NICOSIA, CYPRUS — Back in 1995, Iraq, at a public seminar in Baghdad, tempted an oil-hungry world by proclaiming with great fanfare its menu of opportunities: a list of oil fields that had been discovered, delineated, and were "ready to go."
Two disclosures last week heightened that temptation, and raised the ante in Iraq's campaign to win international support for ending the US-UN sanctions by dangling the lure of cheap oil.
First, Iraq has confirmed that the oil fields now on offer for development are not only among the largest untapped fields in the world, but also the lowest cost: one-tenth the cost of new discoveries in the US or Canada and one-third that of the North Sea.
Second, the Ministry of Petroleum in Baghdad announced that oil production could bounce back to 3.5 million barrels a day of production, the pre-Gulf war level, within six months - and almost double that within five years.
Non-US oil companies are frustrated.
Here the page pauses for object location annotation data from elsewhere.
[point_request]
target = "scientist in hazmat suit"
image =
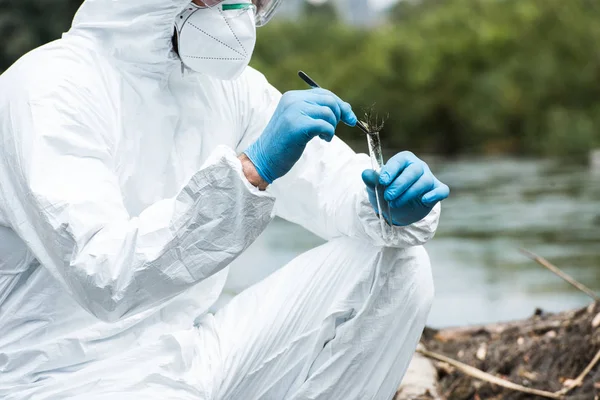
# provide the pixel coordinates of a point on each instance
(140, 156)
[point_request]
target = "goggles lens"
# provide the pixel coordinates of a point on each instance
(263, 9)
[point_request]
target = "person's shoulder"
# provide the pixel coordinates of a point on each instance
(56, 66)
(254, 79)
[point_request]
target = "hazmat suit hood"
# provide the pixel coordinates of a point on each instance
(132, 31)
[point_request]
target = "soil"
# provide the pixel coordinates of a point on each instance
(540, 352)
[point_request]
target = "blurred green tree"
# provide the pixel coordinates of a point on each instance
(455, 76)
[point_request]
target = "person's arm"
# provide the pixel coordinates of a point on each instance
(57, 173)
(324, 191)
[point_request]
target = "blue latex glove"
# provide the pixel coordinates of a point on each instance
(408, 185)
(299, 117)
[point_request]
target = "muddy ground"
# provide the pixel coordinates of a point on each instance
(540, 352)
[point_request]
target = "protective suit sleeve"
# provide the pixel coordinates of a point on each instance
(66, 204)
(324, 191)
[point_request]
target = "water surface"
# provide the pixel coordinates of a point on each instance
(496, 207)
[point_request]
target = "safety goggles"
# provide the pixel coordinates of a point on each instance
(263, 9)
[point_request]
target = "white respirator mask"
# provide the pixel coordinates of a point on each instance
(217, 41)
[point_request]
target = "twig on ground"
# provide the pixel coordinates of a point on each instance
(546, 264)
(579, 380)
(484, 376)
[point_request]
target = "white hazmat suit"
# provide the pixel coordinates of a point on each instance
(122, 202)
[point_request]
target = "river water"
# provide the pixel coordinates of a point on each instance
(496, 207)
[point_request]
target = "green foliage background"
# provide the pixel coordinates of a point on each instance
(458, 76)
(455, 76)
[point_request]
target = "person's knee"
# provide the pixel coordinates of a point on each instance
(411, 271)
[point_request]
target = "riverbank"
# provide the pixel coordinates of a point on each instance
(554, 354)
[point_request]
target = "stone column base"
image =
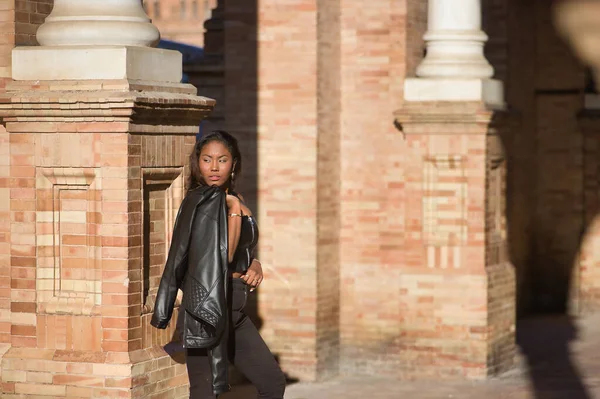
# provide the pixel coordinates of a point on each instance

If not for the US posture against Iraq, they say, they could share in the greatest oil bonanza since Britain and the United States vied for control of Saudi Arabian oil in the 1930s.
Italy, France, Russia, and China are already reported to have laid the groundwork for oil-production deals with Iraq.
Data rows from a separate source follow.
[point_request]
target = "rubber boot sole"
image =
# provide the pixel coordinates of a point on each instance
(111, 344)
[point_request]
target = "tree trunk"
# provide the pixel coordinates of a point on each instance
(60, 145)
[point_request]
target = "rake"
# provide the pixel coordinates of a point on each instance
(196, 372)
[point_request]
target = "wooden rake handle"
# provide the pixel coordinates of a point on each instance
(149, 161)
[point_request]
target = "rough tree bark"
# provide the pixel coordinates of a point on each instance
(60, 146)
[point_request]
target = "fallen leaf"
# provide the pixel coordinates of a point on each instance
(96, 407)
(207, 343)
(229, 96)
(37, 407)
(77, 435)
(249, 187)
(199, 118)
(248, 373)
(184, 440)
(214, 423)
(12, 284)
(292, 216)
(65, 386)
For now, Iraq's wealth remains shut in, and its lost Organization of Petroleum Exporting Countries quota has been divided up and given to its rivals, Kuwait and Saudi Arabia. This causes bitterness among Arab commentators and suspicions among US allies. They all stress that the US, in profiting from military sales to these Gulf allies, has a strong motive to continue the sanctions.
At a business conference last week in Nicosia, Faleh al-Khayyat, director of planning in Iraq's Oil Ministry, pointed out just how cheap Iraqi oil can be. Indicated production costs ranged between 50 cents and $1 per barrel - compared with $4 to $8 in the US. Dr. Khayyat clarified that costs are in fact less. First, he noted, there is no exploration risk whatsoever - the fields now being negotiated with foreign partners have long since been discovered. Second, most have actually been partly developed.
There is some independent corroboration of the low costs. Foreign companies - obviously loath to be identified - have reviewed the well logs and other test data to assess their own possible investments. The consensus is that ministry figures on costs and reserves are generally conservative.
Other indicators support the low cost structure. The fields are onshore, reducing costs compared with the industry trend elsewhere to move increasingly into expensive offshore areas. The wells are also shallow and relatively cheap to drill, and the fields are dramatically prolific compared with ones in the US, Russia, or Kuwait - the ministry claims that an average flow rate of 4,000 barrels a day per well should be expected, with some areas yielding 10,000 per well or more. This compares with a few hundred barrels a day in Venezuela, for example, and much less in the US or Canada.
Now only the US stands between Iraq and its oil wealth. The major bottleneck in restoring production to pre-war levels is building storage and repairing terminals. In six months, 3 million barrels per day can be reached, using only "national efforts." Then, Iraq will be looking abroad for partners.